Second, the observation period during which hospitals were observed after the smoothing of changes in per diem rates over LOS is only one year. If changes in hospital behaviour occur with a time delay, our results do not capture this effect.

Third, one crucial assumption of our study is that the marginal costs do not discontinuously change at the threshold LOS. If they fall proportionally to per diem rates, revenue per additional inpatient stay remains stable; hence, there would be no incentive for hospitals to alter their discharge behaviour [48]. Although we are not able to test that assumption due to the lack of cost data, it seems plausible to suppose that costs of treatment do not abruptly change at the 20th–25th percentile of the LOS distribution.

Fourth, our results may not be generalizable to conditions with short or very long average LOS. Other studies suggest that financial incentives may have differential effects on discharge behaviour over LOS [8, 16]. However, as we provide evidence on marginal reimbursement incentives manifesting at an LOS of 10–22, depending on the cost group, we are only able to draw conclusions about this treatment duration.

Fifth, it should be noted that only hospitals that decided to opt for the PEPP system were part of our analysis. We thus enhance comparability between treatment and control group, but we do not control for self-selection.

Furthermore, it is important to point out that cases in our sample are not representative for all inpatient psychiatric cases. For example, patients with mental and behavioural disorders due to drug abuse or disorders of psychological development have been excluded. The vast majority of cases (74.74%) suffer from schizophrenia, schizotypal and delusional disorders, as well as affective disorders, which are severe mental illnesses [39]. As evidence suggests that the impact of marginal reimbursement incentives differs across diagnoses [17], the results of this study are potentially not generalizable across all mental diseases.

It should further be noted that the German hospital market is characterized by a comparatively high proportion of not-for-profit hospitals. As evidence suggests that such hospitals react less sensitively to financial incentives in terms of adjusting inpatient psychiatric LOS [49], this could also have an impact on the generalizability of our results to other countries.

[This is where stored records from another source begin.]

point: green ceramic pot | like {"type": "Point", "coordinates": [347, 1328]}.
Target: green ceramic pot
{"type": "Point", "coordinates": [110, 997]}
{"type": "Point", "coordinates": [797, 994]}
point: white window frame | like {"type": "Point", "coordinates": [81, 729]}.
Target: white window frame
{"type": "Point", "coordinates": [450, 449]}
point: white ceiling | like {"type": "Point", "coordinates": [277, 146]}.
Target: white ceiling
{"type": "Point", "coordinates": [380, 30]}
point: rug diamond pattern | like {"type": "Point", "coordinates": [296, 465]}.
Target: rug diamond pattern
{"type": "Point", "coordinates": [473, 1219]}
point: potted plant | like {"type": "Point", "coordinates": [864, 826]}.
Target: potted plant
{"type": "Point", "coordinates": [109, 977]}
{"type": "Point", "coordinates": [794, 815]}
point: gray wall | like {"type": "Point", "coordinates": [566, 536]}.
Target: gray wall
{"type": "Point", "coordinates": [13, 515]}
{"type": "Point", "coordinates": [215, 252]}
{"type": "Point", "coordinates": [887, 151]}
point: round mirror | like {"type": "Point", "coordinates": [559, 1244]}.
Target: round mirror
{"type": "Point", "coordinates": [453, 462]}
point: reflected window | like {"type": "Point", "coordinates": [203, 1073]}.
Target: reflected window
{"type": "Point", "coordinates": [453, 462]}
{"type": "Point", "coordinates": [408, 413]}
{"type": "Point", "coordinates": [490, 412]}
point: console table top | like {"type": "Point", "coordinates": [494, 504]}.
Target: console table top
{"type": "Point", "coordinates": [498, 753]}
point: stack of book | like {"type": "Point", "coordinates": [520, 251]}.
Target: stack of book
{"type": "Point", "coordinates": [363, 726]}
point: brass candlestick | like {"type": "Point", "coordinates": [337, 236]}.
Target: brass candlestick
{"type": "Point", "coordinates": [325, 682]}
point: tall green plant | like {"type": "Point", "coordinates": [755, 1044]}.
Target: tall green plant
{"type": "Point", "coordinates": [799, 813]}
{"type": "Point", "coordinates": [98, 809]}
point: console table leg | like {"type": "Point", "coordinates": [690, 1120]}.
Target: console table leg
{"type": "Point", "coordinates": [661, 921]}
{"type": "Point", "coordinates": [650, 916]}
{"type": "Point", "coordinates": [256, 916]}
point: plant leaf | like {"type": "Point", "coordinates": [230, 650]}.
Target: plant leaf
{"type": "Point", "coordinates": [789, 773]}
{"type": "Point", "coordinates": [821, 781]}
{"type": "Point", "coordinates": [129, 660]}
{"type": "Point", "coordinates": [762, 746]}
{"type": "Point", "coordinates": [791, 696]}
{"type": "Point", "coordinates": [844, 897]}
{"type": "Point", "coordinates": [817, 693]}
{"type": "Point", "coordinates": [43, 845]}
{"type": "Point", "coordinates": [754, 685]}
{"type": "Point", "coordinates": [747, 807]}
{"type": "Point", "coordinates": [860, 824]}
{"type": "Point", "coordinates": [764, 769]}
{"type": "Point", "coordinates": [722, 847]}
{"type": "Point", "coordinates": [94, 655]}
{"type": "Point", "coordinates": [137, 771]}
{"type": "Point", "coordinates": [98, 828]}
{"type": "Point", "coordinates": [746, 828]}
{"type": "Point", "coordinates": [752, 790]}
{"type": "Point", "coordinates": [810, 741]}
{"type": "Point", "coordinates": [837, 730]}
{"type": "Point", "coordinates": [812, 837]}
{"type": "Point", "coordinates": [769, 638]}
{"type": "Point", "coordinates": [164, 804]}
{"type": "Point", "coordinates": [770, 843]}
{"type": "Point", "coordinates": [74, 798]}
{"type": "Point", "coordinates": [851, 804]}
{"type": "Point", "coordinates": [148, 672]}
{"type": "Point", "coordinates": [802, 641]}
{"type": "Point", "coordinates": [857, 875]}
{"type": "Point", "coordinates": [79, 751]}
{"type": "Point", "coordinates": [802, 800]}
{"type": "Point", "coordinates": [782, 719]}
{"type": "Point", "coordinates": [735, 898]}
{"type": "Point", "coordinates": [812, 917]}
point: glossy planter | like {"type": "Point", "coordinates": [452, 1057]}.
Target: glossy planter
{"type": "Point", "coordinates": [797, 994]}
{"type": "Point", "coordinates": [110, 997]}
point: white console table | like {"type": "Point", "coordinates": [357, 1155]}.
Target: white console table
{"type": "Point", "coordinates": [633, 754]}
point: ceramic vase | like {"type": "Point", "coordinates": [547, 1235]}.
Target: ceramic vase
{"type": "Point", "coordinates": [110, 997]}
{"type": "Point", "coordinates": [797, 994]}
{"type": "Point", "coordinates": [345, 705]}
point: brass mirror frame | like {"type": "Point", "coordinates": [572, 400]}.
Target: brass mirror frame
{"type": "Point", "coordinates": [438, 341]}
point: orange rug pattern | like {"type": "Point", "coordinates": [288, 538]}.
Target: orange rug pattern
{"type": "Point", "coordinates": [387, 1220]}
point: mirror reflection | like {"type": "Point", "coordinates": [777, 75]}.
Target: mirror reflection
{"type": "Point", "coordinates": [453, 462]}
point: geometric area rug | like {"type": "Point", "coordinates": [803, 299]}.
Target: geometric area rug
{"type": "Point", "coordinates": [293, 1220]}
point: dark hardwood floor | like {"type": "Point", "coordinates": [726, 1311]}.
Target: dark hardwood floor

Furthermore, we are unable to analyse the effect of marginal price incentives on the intensity of treatment, because hospitals might not only manipulate LOS but also reduce their efforts to treat patients due to reductions in per diem payments. Hence, future research should shed light on the effects of marginal price incentives in mental health care on treatment intensity and quality outcomes.

Although we are able to control for individual-specific characteristics, such as age and comorbid conditions, to some extent, consideration of individual fixed or random effects in the regression models would be desirable [39]. This was not possible here, as only a very small proportion of patients in our sample were hospitalized in both observation periods.

Conclusion

As reimbursement systems for mental health-care providers are changing to per diem prospective payment systems, it is critical to understand the implications of marginal reimbursement incentives. Per diem systems with discontinuous reimbursement schedules, which have been recently introduced in several countries, may exhibit marginal incentives to reduce LOS.

This paper investigates the impact of a payment reform implemented in Germany, where such marginal price incentives were abolished. The analysis using administrative data from the largest German sickness fund for 12,627 patients and 82 hospitals indicates that the application of a discontinuous per diem reimbursement schedule with abrupt reductions in marginal reimbursement of between 16 and 32% did not alter discharge behaviour of mental health-care providers. Interest associations’ concerns that such a digressive payment scheme would lead to premature discharges of patients in an unstable mental health condition are not confirmed by our results.

Therefore, we show that if regulators aim to set incentives to decrease LOS, this might not be achieved by cuts in reimbursement over LOS—at least if these cuts occur at the 20–25th percentile of the LOS distribution.